How do you quantify, "just works?" For a large enough project, perfection, or
even just getting pretty close to it, ends up being pretty expensive.

 _It should be near impossible to find flaws in your solutions._

I had a boss who declared he could find a bug in any page of code, so long as
you let him lawyer the specs in great enough detail. Granted, we were working
in a pretty complex domain, but as far as I could see, he was always right
about that.

As Matt Easton keeps saying: "Context!"

Maybe the company you're working for finds it much more valuable to do lots of
iterations so they can tinker with the product and keep refining it.

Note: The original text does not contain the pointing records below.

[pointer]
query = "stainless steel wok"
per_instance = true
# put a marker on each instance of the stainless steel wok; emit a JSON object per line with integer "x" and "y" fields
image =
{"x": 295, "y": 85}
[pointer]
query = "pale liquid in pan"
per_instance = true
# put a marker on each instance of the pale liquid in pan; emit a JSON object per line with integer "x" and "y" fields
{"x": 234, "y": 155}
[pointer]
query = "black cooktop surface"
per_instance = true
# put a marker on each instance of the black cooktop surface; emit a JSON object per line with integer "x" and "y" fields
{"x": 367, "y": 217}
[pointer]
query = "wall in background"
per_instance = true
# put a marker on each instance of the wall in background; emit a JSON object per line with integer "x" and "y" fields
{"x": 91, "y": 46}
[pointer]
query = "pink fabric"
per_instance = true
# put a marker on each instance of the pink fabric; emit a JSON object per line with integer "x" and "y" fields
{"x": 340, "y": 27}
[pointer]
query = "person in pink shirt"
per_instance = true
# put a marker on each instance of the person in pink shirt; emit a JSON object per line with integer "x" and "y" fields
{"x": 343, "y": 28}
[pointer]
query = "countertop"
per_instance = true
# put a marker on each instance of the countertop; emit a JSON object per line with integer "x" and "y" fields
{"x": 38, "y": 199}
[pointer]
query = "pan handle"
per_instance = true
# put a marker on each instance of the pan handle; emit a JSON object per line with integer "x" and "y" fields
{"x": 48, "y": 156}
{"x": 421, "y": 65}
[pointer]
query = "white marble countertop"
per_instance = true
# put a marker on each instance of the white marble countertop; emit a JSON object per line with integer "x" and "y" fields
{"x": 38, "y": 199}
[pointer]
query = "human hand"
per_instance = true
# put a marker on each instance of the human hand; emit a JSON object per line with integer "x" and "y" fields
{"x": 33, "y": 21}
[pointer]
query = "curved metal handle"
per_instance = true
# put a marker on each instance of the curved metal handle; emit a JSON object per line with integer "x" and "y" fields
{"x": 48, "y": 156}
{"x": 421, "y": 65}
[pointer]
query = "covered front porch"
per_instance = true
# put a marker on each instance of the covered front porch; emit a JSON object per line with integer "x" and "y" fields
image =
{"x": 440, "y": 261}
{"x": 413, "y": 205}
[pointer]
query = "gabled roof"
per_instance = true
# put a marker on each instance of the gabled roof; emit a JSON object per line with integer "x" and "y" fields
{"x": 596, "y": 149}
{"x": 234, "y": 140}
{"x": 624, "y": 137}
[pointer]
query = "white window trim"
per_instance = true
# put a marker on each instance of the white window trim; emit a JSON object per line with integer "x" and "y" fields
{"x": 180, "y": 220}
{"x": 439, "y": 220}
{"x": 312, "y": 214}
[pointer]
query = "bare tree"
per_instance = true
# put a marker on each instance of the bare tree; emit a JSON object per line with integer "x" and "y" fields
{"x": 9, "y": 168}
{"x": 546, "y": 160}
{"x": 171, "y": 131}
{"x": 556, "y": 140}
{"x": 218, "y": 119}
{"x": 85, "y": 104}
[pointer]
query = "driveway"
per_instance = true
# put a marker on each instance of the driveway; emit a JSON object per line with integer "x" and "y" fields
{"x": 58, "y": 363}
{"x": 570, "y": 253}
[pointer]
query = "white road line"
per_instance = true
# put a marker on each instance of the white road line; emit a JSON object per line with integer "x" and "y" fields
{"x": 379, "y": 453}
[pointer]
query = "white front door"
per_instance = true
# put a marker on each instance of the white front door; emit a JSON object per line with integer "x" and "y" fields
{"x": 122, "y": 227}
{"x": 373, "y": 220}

In that
case, it might be even better than "perfection" if the things you build mostly
work, but that you can respond to change and bugfix requests quickly. (Without
introducing regressions.)

------
TamDenholm
Depends on how you measure it, if you gave me a programming test that measured
how much i knew and if i knew the intricacies of a language and memorised the
manual, while also testing me on computer science questions that only get
talked about in universities, then i'd probably perform poorly.

However, i'm a get shit done developer, while i've been doing this 14 years
and know my area very well, i dont know it nearly as well as someone who has
rigorously studied it and has been doing it for only 3-5 years. What i can do
is deliver, and thats whats valuable to businesses.

So, is "good" an academic measurement or a business one? Its all context.

------
RantyDave
Ha! So, so many definitions of good. But, at a basic level, you can boil it
down to:

* Does my code work?

* Does my code look after itself and its user when things don't go according to plan?

* Is my code simple?

* Can my code be maintained?

There are very serious sub-plots involving (ie) what does "work" mean? are
simple and maintainable the same thing? But if you hit the four points above
and don't fart in the office, you're good to go.

------
blakesterz
I knew I wasn't very good when I worked as a programmer. I based that on
watching others, and how often I could figure out problems without asking for
help. I could see I was waaaaaayyy behind even the newest people around me.
That was a long time ago, I'm still in IT, but not a coder now. I do ok with
the basics still, but I ask for help all the time.

------
octosphere
Some basic heuristics I use for determining the capability of _other
programmers_ and myself:

1.) Does the code have a good _bus factor_ i.e If the maintainer dies tomorrow
by being knocked down by a bus, can other people pick up where he/she left
off? Further research into the Bus Factor can be found here:
[https://www.youtube.com/watch?v=0SARbwvhupQ](https://www.youtube.com/watch?v=0SARbwvhupQ)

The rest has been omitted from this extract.